Сейчас цветка в коробке не было. Наверное, я задумался по дороге. Майя стрельнула глазами в коробку, поставила ее на стол.
— Ого, тяжелая. Наверное, золото.
— Какое-то оно слишком черное.
— Так это хорошо. Черный тяжелый шлих доказывает большое содержание олова в породе.
Я усмехнулся — так весело, с улыбкой, Майя прощебетала эту фразу из какого-нибудь учебника по минералогии. Она не умела шутить, но всегда была веселой. И могла лишь или повторять бородатые шутки вроде этой, про золото — я слышал их за день десятки раз, — или весело говорить серьезные вещи. Я часто ловил себя на том, что слушаю ее со снисходительной улыбкой, с какой взрослые слушают лепет ребенка.
Еще не зная друг друга, мы летели с ней в одном самолете из Москвы. Познакомились, когда одновременно подошли к встречающему нас бородатому парню, державшему в руке листок с названием экспедиции.
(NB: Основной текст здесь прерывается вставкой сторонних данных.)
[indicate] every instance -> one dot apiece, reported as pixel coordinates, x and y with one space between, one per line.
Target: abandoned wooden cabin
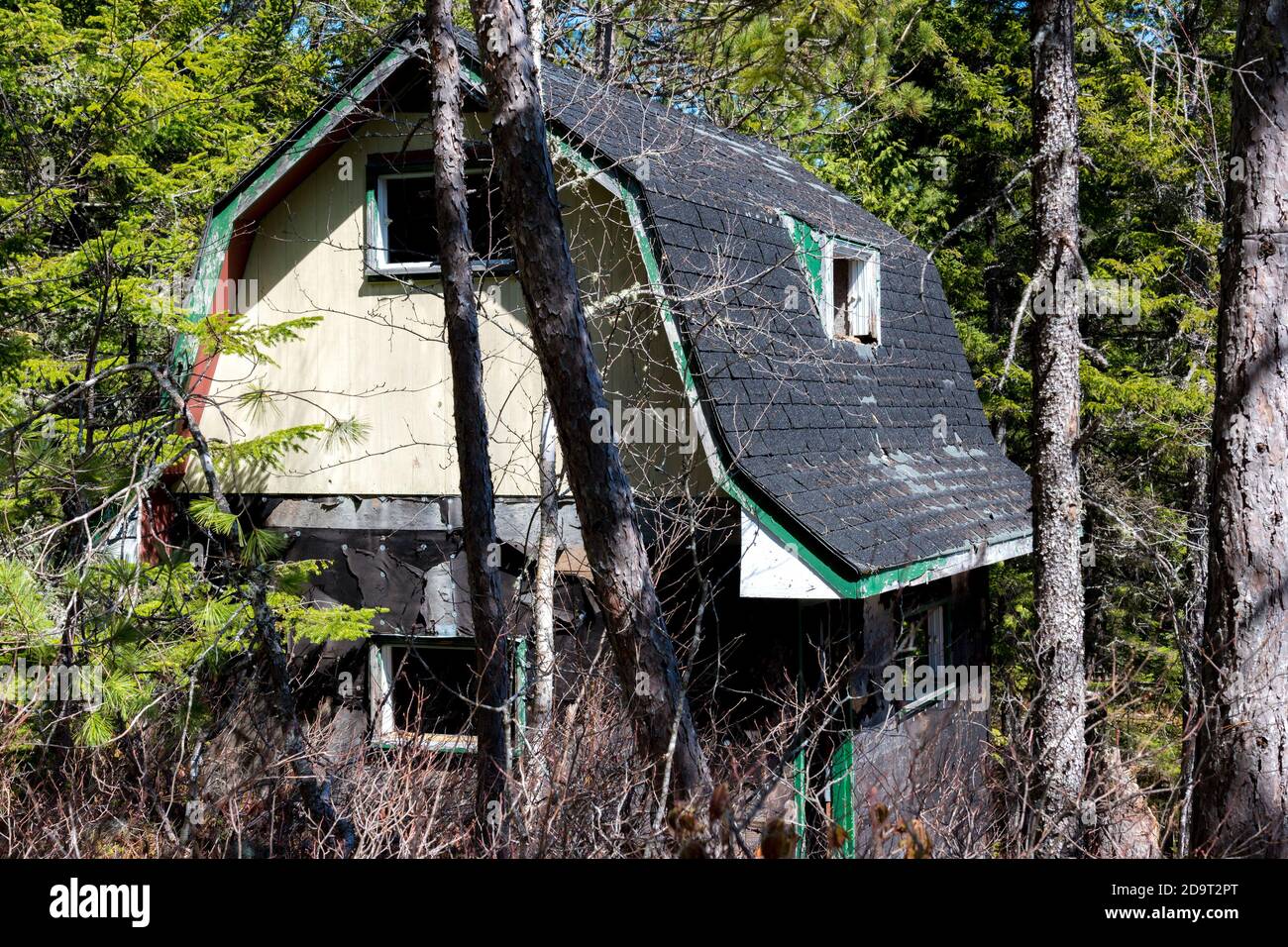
784 375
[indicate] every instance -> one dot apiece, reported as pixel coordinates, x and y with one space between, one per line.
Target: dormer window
403 221
853 290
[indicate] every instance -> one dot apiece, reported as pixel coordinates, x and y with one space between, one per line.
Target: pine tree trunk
544 582
1060 746
642 650
472 436
1240 804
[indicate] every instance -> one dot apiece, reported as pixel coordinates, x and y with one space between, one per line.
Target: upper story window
403 221
853 291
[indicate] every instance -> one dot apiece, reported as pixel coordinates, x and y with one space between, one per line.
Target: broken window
423 690
918 656
404 226
854 292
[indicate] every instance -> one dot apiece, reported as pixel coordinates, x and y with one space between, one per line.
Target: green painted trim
842 793
809 253
215 240
219 231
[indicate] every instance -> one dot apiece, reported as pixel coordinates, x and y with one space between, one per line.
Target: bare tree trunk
1240 804
1060 745
642 650
604 14
478 517
544 581
1190 643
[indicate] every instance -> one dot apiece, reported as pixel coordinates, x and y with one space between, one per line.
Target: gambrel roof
879 459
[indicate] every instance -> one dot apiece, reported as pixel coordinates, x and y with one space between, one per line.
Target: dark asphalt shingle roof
837 437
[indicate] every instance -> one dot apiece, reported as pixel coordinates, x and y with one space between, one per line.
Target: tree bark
1060 746
544 582
1240 804
643 652
492 694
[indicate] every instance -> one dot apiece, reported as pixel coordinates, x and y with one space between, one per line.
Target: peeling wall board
819 553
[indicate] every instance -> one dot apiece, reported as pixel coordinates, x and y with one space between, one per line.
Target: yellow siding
378 355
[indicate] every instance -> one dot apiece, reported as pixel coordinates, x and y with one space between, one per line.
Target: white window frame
377 247
864 289
384 729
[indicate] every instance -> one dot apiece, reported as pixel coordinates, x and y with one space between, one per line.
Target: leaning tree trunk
1060 745
1240 802
642 650
544 582
478 519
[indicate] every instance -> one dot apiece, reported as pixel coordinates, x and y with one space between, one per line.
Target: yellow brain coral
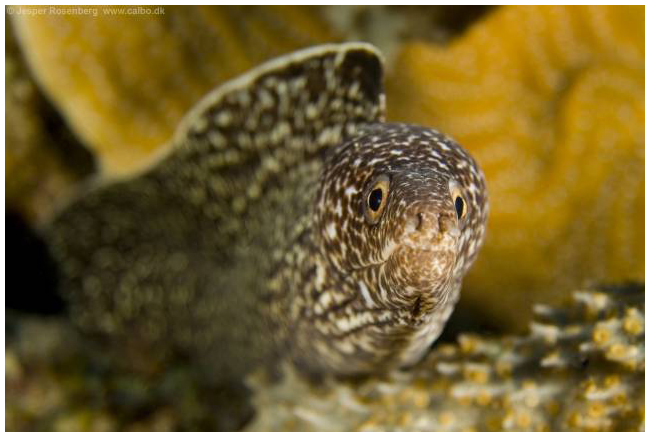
550 100
124 81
Потом еще неделю ждали на базе вертолета, чтобы вылететь на остров. Поселили нас в одном вагончике, через перегородку. Я сразу почему-то решил, что едет эта девушка на край света или к своему мужу, или к жениху, просто не мог подумать, что она одна, настроение у меня в те дни было мрачное — словом, никаких ухаживаний с моей стороны не было. Так и сложились наши отношения: я слушал ее разговоры о романтике, иногда отшучивался, Майя, наверное, оценила мое спокойное поведение — с ее личиком, она, вероятно, натерпелась мгновенных, с ходу, приставаний.